Beefburger - says "I have no ambition and do not deserve to remain in your green and pleasant land. Please call immigration and direct me to the nearest airport."

Cheeseburger - says "4 oz of compacted cartilage does not contain enough fat for me. Please add more so that I may better fit in with my fine adopted countrymen."

Big Mac - says "I am a mighty Briton, a worthy heir to King Arthur, Admiral Nelson, Churchill and Beckham. Go on, harden my arteries. See if I care."

Fillet-o-fish - says "I am a funny foreigner. Please speak to me LOUDLY AND SLOWLY."

Chicken McNuggets - says "I am taking these outside to entice your small children into my car."

Salad - says " I am finding your country confusing and appear to be in the wrong place."

Having placed your order you will be asked: “Do you want to go large?”

This is an invitation to take part the nation’s fastest growing hobbyobesity. Pay the extra 75p and attempt to consume the additional 3865 calories – this is a sign of acceptance and is an opportunity not to be missed.


Even if the staff have already garnished your burger-box with ketchup you are not required to eat it. UK Government advice is that some of the inks are significantly more poisonous than the burger(s) within.

Finding a seat

If you choose to "eat in" you may sit anywhere you wish, though upstairs is generally reserved for the under-18s. However, if there is no seating to be found in the downstairs section, you may eat upstairs at your own risk. Take particular care when passing the party-room as it is highly likely that you will be head-butted in the testes by a young boy running away from his mother. The correct response to this is to benignly shake the head and utter the word "Kids!" in a paternalistic manner. Do not brandish a weapon and scream, "I kill you!" This may cause the British to tut in your direction.

The party-room is available for public-hire. It is suitable for children's birthday parties. It is not suitable for meetings of Al Qaeda cells. Any attempt to foment Islamic revolution from the party room risks interruption by a clown bearing balloons.

Do not behead him.


Failure to observe British standards of Toilet-decorum can lead to immediate deportation.

McDonald's makes every effort to make your stay as comfortable as possible. The washroom facilities are inspected every twenty five minutes to ensure that there is enough chewing gum in the urinals for everyone.

Do not stare.

Most Britons are uncircumcised infidels.

They are going straight to Hell.

They will pass go and not collect £200.

Don't rub it in.


The machine on the wall does not sell condoms. Neither will it allow you to phone home. It contains breath freshener for removing the odour of cow from your mouth, allowing you to speak to Hindus without fear of provoking a race-riot.

Leaving the Restaurant

Congratulations, you have now successfully entered a McDonald's, ordered and consumed a meal and may yet digest parts of it. You are well on your way to becoming a subject of Her Majesty, Queen Elizabeth. Don't spoil it now. You must leave the restaurant in the British way:

1. Despite the signs, emptying your tray into a bin would put the man with body-odour leaning on a mop out of a job.

2. Do not attempt to leave a tip.

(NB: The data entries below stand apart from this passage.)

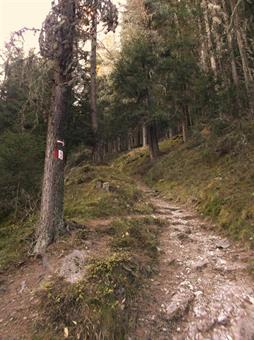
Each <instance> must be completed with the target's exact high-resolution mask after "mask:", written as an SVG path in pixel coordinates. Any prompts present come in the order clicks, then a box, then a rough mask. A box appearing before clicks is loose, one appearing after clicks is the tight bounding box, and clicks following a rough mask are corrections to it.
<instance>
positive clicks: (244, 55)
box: [230, 0, 254, 118]
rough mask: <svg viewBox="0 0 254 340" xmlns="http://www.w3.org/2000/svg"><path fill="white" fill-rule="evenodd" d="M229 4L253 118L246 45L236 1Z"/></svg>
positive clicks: (249, 101) (250, 87) (248, 63)
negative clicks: (233, 22) (240, 57)
mask: <svg viewBox="0 0 254 340" xmlns="http://www.w3.org/2000/svg"><path fill="white" fill-rule="evenodd" d="M230 5H231V10H232V13H233V12H235V15H234V22H235V30H236V39H237V44H238V49H239V53H240V57H241V62H242V70H243V75H244V84H245V88H246V93H247V98H248V102H249V108H250V115H251V117H252V118H253V117H254V100H253V93H252V89H251V82H252V80H253V78H252V74H251V71H250V68H249V61H248V56H247V52H246V50H247V46H245V43H244V40H245V38H244V36H243V35H244V33H243V31H242V28H241V23H240V18H239V13H238V8H236V1H235V0H230Z"/></svg>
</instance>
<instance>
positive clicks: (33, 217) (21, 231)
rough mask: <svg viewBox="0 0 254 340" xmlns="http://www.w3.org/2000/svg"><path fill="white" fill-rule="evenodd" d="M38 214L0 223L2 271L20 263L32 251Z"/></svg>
mask: <svg viewBox="0 0 254 340" xmlns="http://www.w3.org/2000/svg"><path fill="white" fill-rule="evenodd" d="M35 221H36V216H31V217H30V218H28V219H26V220H25V221H23V222H19V223H18V222H17V221H16V222H13V221H11V220H7V221H5V222H3V223H2V224H0V271H3V270H6V269H8V268H9V267H10V266H18V265H20V264H21V263H22V262H23V261H24V260H25V259H26V258H27V256H28V254H29V253H30V252H31V251H32V245H33V238H34V224H35Z"/></svg>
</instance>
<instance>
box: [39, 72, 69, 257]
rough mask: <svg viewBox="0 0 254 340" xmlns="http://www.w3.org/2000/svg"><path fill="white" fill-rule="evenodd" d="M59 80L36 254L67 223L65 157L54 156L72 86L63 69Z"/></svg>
mask: <svg viewBox="0 0 254 340" xmlns="http://www.w3.org/2000/svg"><path fill="white" fill-rule="evenodd" d="M55 83H56V85H55V90H54V96H53V110H52V113H51V115H50V117H49V120H48V132H47V146H46V154H45V165H44V175H43V184H42V199H41V210H40V221H39V225H38V229H37V242H36V245H35V250H34V252H35V253H36V254H40V253H43V252H45V250H46V248H47V246H48V245H49V244H51V243H52V242H53V241H54V240H55V238H56V237H57V235H58V233H59V231H60V230H61V229H63V225H64V220H63V204H64V160H63V159H55V158H54V149H55V148H56V147H57V140H63V137H64V136H63V133H64V127H65V122H66V105H67V101H66V92H68V90H67V89H66V87H65V85H64V79H63V76H62V75H61V72H60V71H56V74H55Z"/></svg>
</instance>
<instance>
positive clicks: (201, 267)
mask: <svg viewBox="0 0 254 340" xmlns="http://www.w3.org/2000/svg"><path fill="white" fill-rule="evenodd" d="M140 189H141V190H142V191H144V192H145V194H146V195H147V199H148V200H150V201H151V203H152V204H153V205H154V207H155V213H154V215H155V216H156V217H159V218H161V219H163V220H164V221H165V226H164V227H163V230H162V232H161V234H160V246H159V252H160V256H159V268H158V274H156V275H154V276H153V278H151V280H150V282H149V283H148V284H147V286H146V287H144V294H142V296H143V299H142V301H139V308H138V309H139V311H138V320H137V327H136V330H135V332H134V333H133V334H131V335H130V336H129V340H134V339H144V340H149V339H151V340H153V339H154V340H163V339H175V340H180V339H181V340H188V339H189V340H206V339H207V340H208V339H211V340H253V339H254V322H253V320H254V285H253V279H251V277H250V276H249V275H248V272H247V259H249V258H251V257H253V255H254V253H253V252H251V251H247V250H246V249H243V248H241V247H239V246H237V245H236V244H233V243H232V242H231V241H229V240H227V239H226V238H224V237H222V236H220V235H218V233H216V232H215V231H214V228H213V226H212V225H211V224H210V223H209V222H207V221H204V220H203V219H202V218H200V217H198V216H197V215H196V213H194V212H193V211H191V210H189V209H188V208H186V207H180V206H177V205H175V204H174V203H171V202H166V201H164V200H163V199H161V198H160V197H159V196H157V195H156V194H155V193H154V192H153V191H151V190H150V189H148V188H146V187H144V186H140ZM112 221H113V219H112V218H110V219H109V220H94V221H91V222H90V223H88V225H87V226H86V227H84V230H83V234H84V235H83V236H84V239H83V240H82V241H79V242H77V237H76V236H75V232H74V233H73V234H72V235H71V237H69V238H68V240H67V239H66V240H65V239H63V240H61V241H59V242H57V244H55V245H53V246H51V247H50V248H49V251H48V254H47V257H44V258H43V260H41V259H32V258H31V259H30V260H28V261H27V262H26V263H25V264H24V265H23V266H22V267H20V268H19V269H16V270H15V272H14V271H13V272H9V273H5V274H4V275H2V277H1V279H0V298H1V304H0V339H1V340H11V339H31V338H32V337H31V329H32V327H33V324H34V322H35V320H36V319H37V317H38V314H37V311H36V305H37V300H36V294H35V292H36V291H37V290H38V288H39V287H40V286H41V285H43V282H45V281H46V280H48V279H50V278H51V277H52V276H53V275H60V276H63V277H64V278H65V279H66V280H68V281H70V282H75V281H76V280H79V278H80V277H82V276H83V275H84V274H85V273H84V271H83V269H82V268H83V267H84V263H86V262H87V261H89V259H90V258H91V257H94V256H97V257H98V256H99V257H100V256H101V257H103V256H105V255H106V254H107V252H108V251H109V250H108V249H109V247H108V241H109V239H108V236H107V235H106V233H105V234H104V233H98V230H97V229H98V228H100V229H101V228H107V227H108V226H109V224H110V223H111V222H112ZM79 232H80V231H79Z"/></svg>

The confusion caused among the staff could easily cause delays to food orders which may result in a violence.

3. Do not give spare change to the tramp. Instead, put it in the charity box and watch your coins spiral into oblivion safe in the knowledge that they will help make a Donkey's retirement more fulfilling.

Also recall that, if using public transport to return home, young men with very short hair, tattoos and pitbulls are not your friends.